Izuku menelan ludah. Kedua kaki mulai melangkah menuju pintu, sementara tangan sibuk mengelus dada—berupaya menenangkan diri untuk kesekian kalinya.

Begitu tangan menarik daun pintu keluar, sesosok manusia berparas tampan dengan rambutnya setengah merah setengah putih menyapa Izuku bersama satu koper tas kecil yang duduk tenang di samping setelah ditarik-tarik selama perjalanan.

"Selamat pagi, Midoriya."

Izuku merekahkan senyum lebar, "Un. Selamat pagi, Todoroki-kun!"


.

.

.


"Midoriya, pekan nanti aku bisa ke rumahmu?"

"Hah?"

Hampir saja keluar kelas bersama Uraraka Ochako, Izuku tiba-tiba dipanggil dari belakang. Suara rendah yang ia kenal menyebut marga Izuku secara lembut, tapi kemudian Izuku merasa tuli sejenak saat mendengar lanjutan perkataannya.

"Pekan nanti," jelas sang pemanggil—Todoroki Shouto, sedikit menarik sudut bibir hingga Izuku mampu melihat garis senyum kecilnya.

"Ke rumahku? Ada apa?" Izuku mengernyit, berpikir keras—tapi sebisa mungkin mengurangi kebiasaan bermonolog sendirinya, "Apa... Todoroki-kun ingin belajar bersama? Uhm, sepertinya kamu bisa ikut rombongan belajar Ashido-san dan Kaminari-kun? Kalau ke rumahku tidak akan membantu apa-apa, sungguh."

"Tidak," Shouto menggeleng, helai merah-putih turut mengikuti pergerakan kepala, "Sebenarnya..."

Punggung Shouto membungkuk, bersamaan dengan bibir yang akan membisikkan lanjutan kalimat pada telinga Izuku. Bahu Izuku mengendik sebentar, sebab napas hangat menggelitik telinga sampai sisi leher.

"Oh, begitu..." Izuku mangut-mangut setelah mendengar, "Todoroki-kun sekadar belajar bersama saja?"

Percakapan terputus sebentar sementara Shouto berpikir sambil menyentuh dagu. Ochako yang sudah lelah menunggu Izuku berseru untuk pamit pulang terlebih dahulu.

"Kalau bisa, aku ingin menginap. Boleh?"

"TI-TIBA-TIBA SAJA—" Izuku bergeming namun bibir dan matanya bereaksi lebih heboh, "b-b-boleh, kok. Maaf, aku terlalu terkejut. Aku jarang mendapati teman menginap ke rumahku j-jadi—"

"Benar, boleh?"

"Boleh, kok! Aku juga ingin belajar bersama Todoroki-kun."

"...Sepertinya untuk ujian tulis, kau tidak begitu perlu belajar bersama. Aku yakin kau rajin."

"Hahaha! Kalau begitu, Todoroki-kun juga!"


.

.

.


"Terima kasih atas sarapannya, Ibu Midoriya."

Meja makan yang selalu dikelilingi dua orang, kini terisi tiga orang meski bukan anggota keluarga Midoriya. Tapi, begitu-begitu, Todoroki Shouto termasuk anak dari keluarga pahlawan ternama! Meja makan yang biasa kini sudah berubah atmosfer menjadi luar biasa. Izuku dan Inko sampai mulai mengeluarkan peluh padahal belum melahap makanan panas.

"Oh. Saya membeli sedikit camilan," tutur Shouto selesai mengenyangkan perut—setidaknya terlihat dari piring bersihnya.

"Oh ya? Wah, tidak perlu repot-repot Nak Todoroki! Berikan saja ke Izuku," balas Inko, tangan-tangan lihai memperlihatkan quirknya untuk memindahkan piring-piring kotor ke tempat cuci piring.

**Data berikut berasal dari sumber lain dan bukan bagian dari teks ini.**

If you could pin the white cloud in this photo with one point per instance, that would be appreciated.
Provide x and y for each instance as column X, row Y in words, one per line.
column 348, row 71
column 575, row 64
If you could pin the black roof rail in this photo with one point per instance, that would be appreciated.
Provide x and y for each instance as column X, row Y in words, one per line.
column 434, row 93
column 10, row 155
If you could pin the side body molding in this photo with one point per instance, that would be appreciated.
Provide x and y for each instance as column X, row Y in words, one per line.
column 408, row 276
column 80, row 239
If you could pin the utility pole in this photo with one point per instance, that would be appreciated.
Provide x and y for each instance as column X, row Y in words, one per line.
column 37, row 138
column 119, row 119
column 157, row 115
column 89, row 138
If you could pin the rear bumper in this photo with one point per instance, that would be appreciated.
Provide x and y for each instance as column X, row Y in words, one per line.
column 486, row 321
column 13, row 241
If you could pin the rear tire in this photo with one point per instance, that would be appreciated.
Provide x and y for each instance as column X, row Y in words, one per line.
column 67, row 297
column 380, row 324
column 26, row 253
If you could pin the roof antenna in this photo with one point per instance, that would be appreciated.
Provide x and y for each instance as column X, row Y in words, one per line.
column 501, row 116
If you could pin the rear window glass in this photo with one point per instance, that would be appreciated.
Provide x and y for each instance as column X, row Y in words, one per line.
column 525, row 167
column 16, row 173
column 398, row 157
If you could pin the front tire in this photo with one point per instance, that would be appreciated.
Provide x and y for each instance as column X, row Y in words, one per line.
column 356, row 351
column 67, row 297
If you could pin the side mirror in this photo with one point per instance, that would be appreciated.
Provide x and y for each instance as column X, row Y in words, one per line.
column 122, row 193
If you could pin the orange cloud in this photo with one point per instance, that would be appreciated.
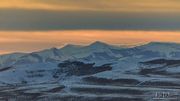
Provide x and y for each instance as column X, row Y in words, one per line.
column 96, row 5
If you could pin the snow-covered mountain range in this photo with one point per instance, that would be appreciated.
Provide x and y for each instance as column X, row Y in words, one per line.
column 96, row 64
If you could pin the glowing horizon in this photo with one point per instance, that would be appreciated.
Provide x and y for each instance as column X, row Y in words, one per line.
column 23, row 41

"Saya memang ingin memberikannya kepada Midoriya."

Izuku garuk kuping, "Umm, jadi intinya Todoroki-kun ingin memberikan camilannya ke aku? Atau ke keluargaku?"

Pembicaraan salah sambung ini terbungkam selama beberapa menit, namun berakhir dengan Shouto menyimpan camilan tersebut untuk dimakan bersama siang nanti.


.

.

.


Izuku memang merencanakan banyak hal untuk dilakukan hari ini.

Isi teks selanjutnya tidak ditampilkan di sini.